27. Watch, with lips wet, eyes wide, as Omi cuts each sandwich in half, portioning two rectangles per plate. Collect three napkins and bring them to the dining table. Fold them into triangles and lay them on pink placemats. Splash cranberry juice into small apple-shaped glasses from the tall cupboard; set them on the top right of the placemats. Finally, take the leftmost plate from the kitchen counter, the one whose sandwich has spilling sides, whose yellow creeps onto the crazed grey ceramic, staining bread, ready for tongue.
28. Usher the plate to the table, Omi and Sister close behind. Six tromping feet, three humming egg-salad sandwiches, one elated marching band. Omi sits in the middle, Sister to the left, you to the right. You always organize this way because Sister is left-handed, and you are right-handed. Omi is ambidextrous from being forced to write with her right hand as a child in Germany, so she can traverse the middle seat. She is careful not to throw elbows.

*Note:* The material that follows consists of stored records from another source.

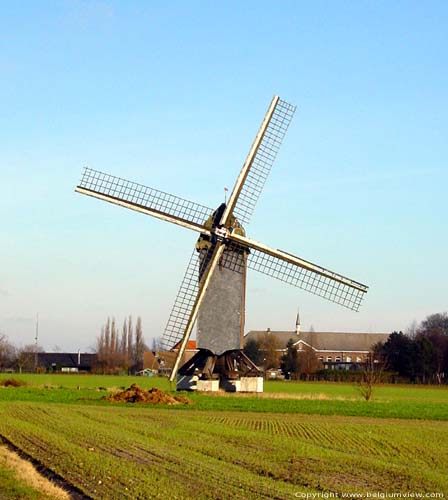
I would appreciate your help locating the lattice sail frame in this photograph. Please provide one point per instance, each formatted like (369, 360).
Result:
(263, 161)
(326, 284)
(115, 189)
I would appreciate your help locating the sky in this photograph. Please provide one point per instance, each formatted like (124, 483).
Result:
(171, 94)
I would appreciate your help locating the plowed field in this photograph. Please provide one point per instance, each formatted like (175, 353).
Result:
(112, 452)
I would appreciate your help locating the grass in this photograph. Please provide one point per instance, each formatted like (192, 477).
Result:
(294, 439)
(389, 401)
(136, 452)
(20, 481)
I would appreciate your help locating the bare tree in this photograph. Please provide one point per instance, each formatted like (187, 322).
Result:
(139, 346)
(130, 341)
(7, 352)
(371, 376)
(272, 352)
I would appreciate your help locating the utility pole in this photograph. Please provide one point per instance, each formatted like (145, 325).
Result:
(35, 342)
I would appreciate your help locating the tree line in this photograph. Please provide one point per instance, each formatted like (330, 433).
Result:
(118, 350)
(420, 355)
(123, 350)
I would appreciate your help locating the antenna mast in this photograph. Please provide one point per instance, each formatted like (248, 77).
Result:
(35, 342)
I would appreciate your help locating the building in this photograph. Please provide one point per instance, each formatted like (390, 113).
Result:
(66, 362)
(338, 350)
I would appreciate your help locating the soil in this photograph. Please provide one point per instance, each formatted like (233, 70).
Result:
(12, 382)
(135, 394)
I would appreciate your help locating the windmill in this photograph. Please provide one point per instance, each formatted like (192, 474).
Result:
(212, 291)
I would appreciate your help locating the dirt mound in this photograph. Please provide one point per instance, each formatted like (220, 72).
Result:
(135, 394)
(12, 382)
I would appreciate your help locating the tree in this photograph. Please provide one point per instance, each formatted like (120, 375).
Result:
(252, 349)
(400, 352)
(372, 375)
(308, 362)
(7, 352)
(139, 345)
(290, 361)
(156, 344)
(435, 329)
(26, 357)
(271, 351)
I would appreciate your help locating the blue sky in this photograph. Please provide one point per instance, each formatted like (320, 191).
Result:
(171, 95)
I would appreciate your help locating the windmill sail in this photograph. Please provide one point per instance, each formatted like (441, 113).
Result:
(186, 297)
(299, 272)
(143, 199)
(259, 161)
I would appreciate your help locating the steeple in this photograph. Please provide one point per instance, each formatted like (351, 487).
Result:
(298, 322)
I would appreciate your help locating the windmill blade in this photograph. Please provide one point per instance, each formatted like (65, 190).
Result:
(189, 300)
(144, 199)
(259, 161)
(298, 272)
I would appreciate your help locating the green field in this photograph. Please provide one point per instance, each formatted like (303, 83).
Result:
(297, 438)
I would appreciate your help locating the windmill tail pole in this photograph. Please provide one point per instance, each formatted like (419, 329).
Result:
(191, 320)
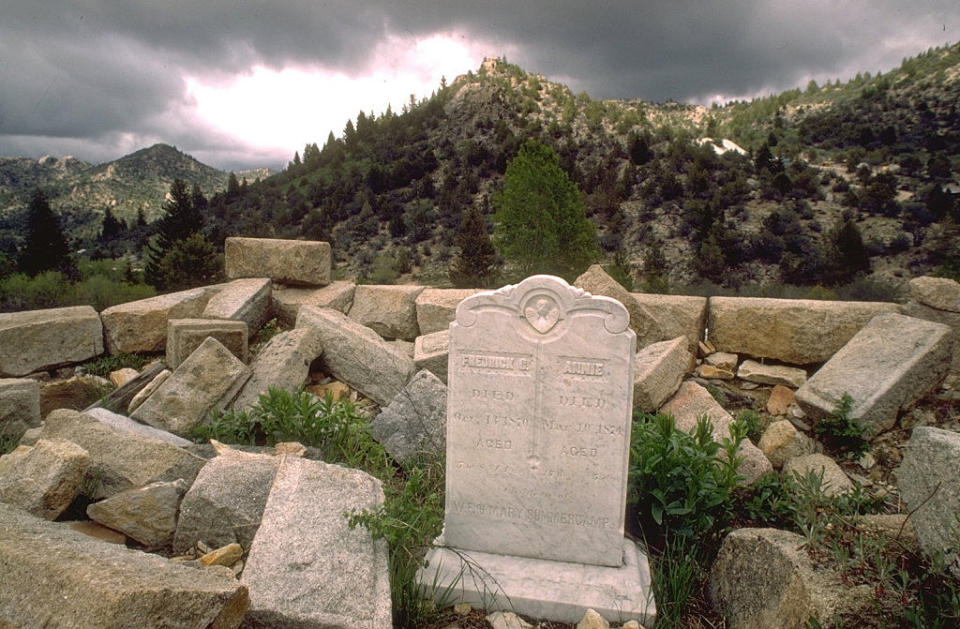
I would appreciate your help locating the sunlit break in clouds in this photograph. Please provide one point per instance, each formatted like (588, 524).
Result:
(278, 111)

29. Lift one sandwich half, vigilant not to let the filling spill out, and take your first bite from its center. Sense the immediate sponginess of the bread that caresses your palette, feel abruptly overwhelmed by the oleaginous, salty, eggy miracle spilling out in every direction and encapsulating your tongue, which is then cheekily slapped by the rush of cheddar and altogether cushioned by more soft white bread. Chew, and the flavors coalesce, creating a wave from teeth to ears to toes. A wave that travels across plates and veins and minutes and years, across forgotten Söhne and ingested Alzheimer’s medication, across the last kiss on the nose and the yellow nasturtium in a box of tiny spine dust. You swallow, and you remember – not just her wrinkled hands scattered with eggshell but also the chubby fingers of her youth, before Kristallnacht, before the wedding band, before when she was a child like you. Swallow her stories and preserve them. Breathe them back into the world. All it takes is an hour and 17 ingredients.